Bach's major contribution to transplant science was the invention of a technique to mix cells from donor material to cells from the patient. The process allowed for a better insight in which transplant material could be successfully transplanted to the patient without fear of transplant rejection. The mixed lymphocyte culture (MLC) test as it was called, was an important step in transplant science. It was based on study of changing cell structures in vitro cultures of peripheral blood lymphocytes of unrelated individuals. Bach worked further on the possibilities of MLC with Kurt Hirschhorn in the 1960s.

In 1968 his technique led to the first successful operation with use of a bone marrow transplant by Robert A. Good. Later that year Bach led an operation himself. By 1975 Bach had improved his technique so that the test would not take days anymore, but hours. This led to the possibility to use organs and other transplant material from the recently deceased. Bach's work on transplant compatibility helped in later experiments that identified the major histocompatibility complex.

In 1979 Bach moved to the University of Minnesota, where he would work until 1992. During his time at Minnesota Bach developed in an interest in xenotransplantation, and with others, he looked into the possibilities of transplant rejection within xenotransplantation. In 1992 he moved to the Department of Surgery of the New England Deaconess Hospital and Harvard Medical School to become head of the Sandoz Center for Immunobiology. At Harvard Medical School Bach held the Lewis Thomas chair of surgery since 1995. The chair had been named after his inspiration. As head of the Sandoz Center amongst others researched the possibilities to use carbon monoxide to protect organs. In the later part of his career Bach was also concerned with the possible use of transplant tissue and organs from pigs on humans, foreseeing possible problems with new diseases, not yet known for humans. In 1998, he was one of several scientists who called for a moratorium until a decision could be made on the topic by a public commission. At Harvard Bach also did research on the role of bilirubin, carbon monoxide and heme oxygenase in tolerance induction and graft survival.

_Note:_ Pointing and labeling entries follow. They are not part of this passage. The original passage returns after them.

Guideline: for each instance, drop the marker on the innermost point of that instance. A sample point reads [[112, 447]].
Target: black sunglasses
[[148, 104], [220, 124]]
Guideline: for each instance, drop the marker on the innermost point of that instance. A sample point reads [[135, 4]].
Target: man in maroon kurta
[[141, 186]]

Bach retired in 2006. Overall, he contributed to around 800 scientific papers during his career.

==Awards and honors==
Bach became a foreign member of the Royal Netherlands Academy of Arts and Sciences in 1987. In 1998 he was the winner of the Medawar Prize of The Transplantation Society.

At the end of his career Bach was awarded an honorary doctorate by the University of Vienna in 2004. His Austrian citizenship was also restored in this period.

==Personal life==
Bach was married twice and had six children. Two of his sons became physicians. With his first wife Bach also collaborated during his career. He died on 14 August 2011, aged 77, from a cardiac arrest in his home in Manchester-by-the-Sea, Massachusetts.